Kael stared after them, then scowled. "You let them go."
"I need whispers, not dead bodies," Blaze said quietly. "Two scared dogs running into the night will spread more fear than a bloody corpse on the ground. Fear spreads. Death just makes things quiet."
Kael looked at him for a long moment, then his face broke into a savage, satisfied grin. "You're not just building a group. You're building a legend."
Blaze didn't say anything, but in his mind, the strange ring he wore pulsed with a warm, approving feeling.
Later, in their run-down loft, Kael restlessly paced while Blaze sat at a wobbly table, finally holding the parchment. He broke the seal and read the neat handwriting.
A name. A caravan leader from Greywick. A payment to make sure his next shipment never reached the border.
Kael looked over his shoulder. "Sounds like an easy job."
"Too easy," Blaze said, tapping the paper. "If Vale truly wanted to test me, he'd pick something more difficult. This is just bait. He doesn't want to see if I can kill, he wants to see how I do it."
Kael frowned. "So, what do we do?"
Blaze folded the contract back up. "We choose. And with that choice, we show Vale what kind of hunter he's dealing with."

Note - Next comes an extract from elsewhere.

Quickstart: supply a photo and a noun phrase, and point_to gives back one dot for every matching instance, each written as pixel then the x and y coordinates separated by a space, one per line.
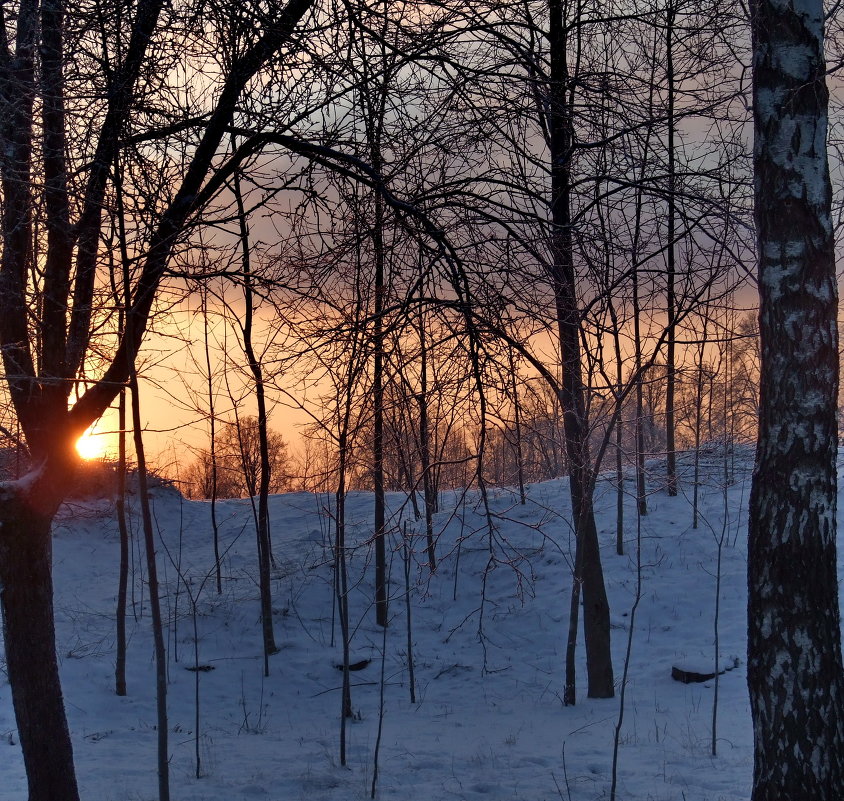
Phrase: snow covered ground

Kael tilted his head. "What kind is that?"
Blaze looked up, a faint, hungry gleam in his eyes. "The kind that hunts the hunter."
The cursed ring on his finger hummed against his skin, a voice whispering in his mind like smoke. Yes… use them… bind them… bleed them dry when they think they've got you…
Blaze's lips barely moved. "We'll play his game. But we'll be the ones making the rules."
Kael's grin was wide enough to show his teeth. "Now that's the Blaze I follow."
That night, as the city was filled with laughter and muffled screams, a new rumor began to spread through the streets.
The stranger hadn't taken the Guild's test. He hadn't accepted or refused. He had just left Vale waiting.
And in Greywick, sometimes silence was the most dangerous thing of all.